Un FPSO de 90 000 b/j pour une mise en service attendue entre 2029 et 2030

Le navire — un FPSO capable d’extraire, stocker et transférer le pétrole directement en mer — affichera une capacité de production de 90 000 barils par jour, un stockage de 1,4 million de barils et un traitement de 160 millions de pieds cubes de gaz quotidiens. Sa construction, lancée après la décision finale d’investissement prise en mai dernier pour un montant total de 4 milliards de dollars, devrait prendre 32 à 36 mois — situant l’entrée en service entre janvier et mai 2029.

De 20 000 à 150 000 barils en moins de six ans

La progression de Baleine illustre la rapidité avec laquelle ce champ s’est imposé dans le paysage pétrolier ouest-africain. Lancé à 20 000 barils par jour en août 2023, le champ produit aujourd’hui 60 000 b/j. Combinée aux deux premières phases, la troisième portera la production totale à environ 150 000 barils de pétrole et 200 millions de pieds cubes de gaz par jour — soit une multiplication par sept et demi en moins de six ans d’exploitation.

L’ensemble du gaz produit sera destiné au marché ivoirien pour soutenir la production d’électricité et le développement industriel — un engagement stratégique dans un pays dont la demande énergétique croît de 10 % par an et qui vise l’accès universel à l’électricité d’ici 2030.
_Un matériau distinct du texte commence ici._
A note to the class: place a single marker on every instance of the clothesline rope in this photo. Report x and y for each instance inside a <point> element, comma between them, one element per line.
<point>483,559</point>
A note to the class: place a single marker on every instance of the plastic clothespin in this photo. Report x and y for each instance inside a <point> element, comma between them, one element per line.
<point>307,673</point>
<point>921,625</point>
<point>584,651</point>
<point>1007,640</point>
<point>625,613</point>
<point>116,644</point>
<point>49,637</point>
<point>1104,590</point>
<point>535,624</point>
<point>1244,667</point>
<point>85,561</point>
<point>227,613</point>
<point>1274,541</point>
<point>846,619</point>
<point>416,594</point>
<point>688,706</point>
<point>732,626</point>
Un tour de table international qui s’étoffe

La phase 3 est opérée par Eni aux côtés de Petroci Holding, la compagnie nationale ivoirienne, du négociant suisse Vitol — entré au capital en septembre 2025 — et de la compagnie publique azerbaïdjanaise SOCAR. Pour Altera Infrastructure, dont l’activité offshore a été rachetée par le fonds Carlyle en septembre 2025, ce contrat prolonge une relation déjà établie sur Baleine : la compagnie opère déjà les deux navires de la phase 2.

E.N.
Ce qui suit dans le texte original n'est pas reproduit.